MIP 88 - Oku Crosschain Deployment Support

Summary:

GFX Labs will provide user interface support for Morpho’s multichain expansion within Oku. GFX Labs will also proactively seek out new blockchain partners, and negotiate favorable terms to incentivize users to utilize curator vaults.

Motivation:

Blockchain ecosystems require borrow-lend protocols to offer users the full suite of expected DeFi services. Most L2 and alt-L1 chains also prefer to remain neutral and host protocols on their chain to provide the best user experience rather than deploy their own local, team-owned fork.

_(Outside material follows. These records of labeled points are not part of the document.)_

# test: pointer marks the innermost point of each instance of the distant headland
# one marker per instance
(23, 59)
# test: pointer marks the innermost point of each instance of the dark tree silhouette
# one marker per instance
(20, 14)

Morpho has become one of the premier borrow-lend protocols, with a differentiated product and an excellent safety record, making it a recognized name in DeFi lending alongside Aave, Compound, and MakerDAO. Its brand, established user base, and unique product make it desirable for L2 and alt-L1 stakeholders to request and incentivize Morpho deployment to their chain.

At the same time, expansion to new blockchains expands Morpho’s user base. New blockchains aggressively source users, and those users can be introduced to a world-class experience using Morpho for DeFi lending and borrowing.

Most blockchains have unique stakeholders that emerge to service them and their users, and deploying Morpho and supporting interfaces will grow and support the Morpho ecosystem of curators. Whether that is on a RWA-centric chain, a stablecoin-centric chain, or chains experimenting in GameFi, identity, social, and other niches, there are unique assets on each chain that can benefit from Morpho.

Put simply, Morpho can capture more growth by building a presence in more markets. Users and assets not present on Ethereum and Base currently cannot access Morpho, and all of the lending activity associated with those users and assets is ceded to competitors.

Morpho also benefits from decentralizing and diversifying its contact with end users. Integrating Morpho into a platform with an existing user base for spot trading, and maintained independently from the Morpho Association and other existing frontend providers, puts users first with multiple choices and points of access to the protocol.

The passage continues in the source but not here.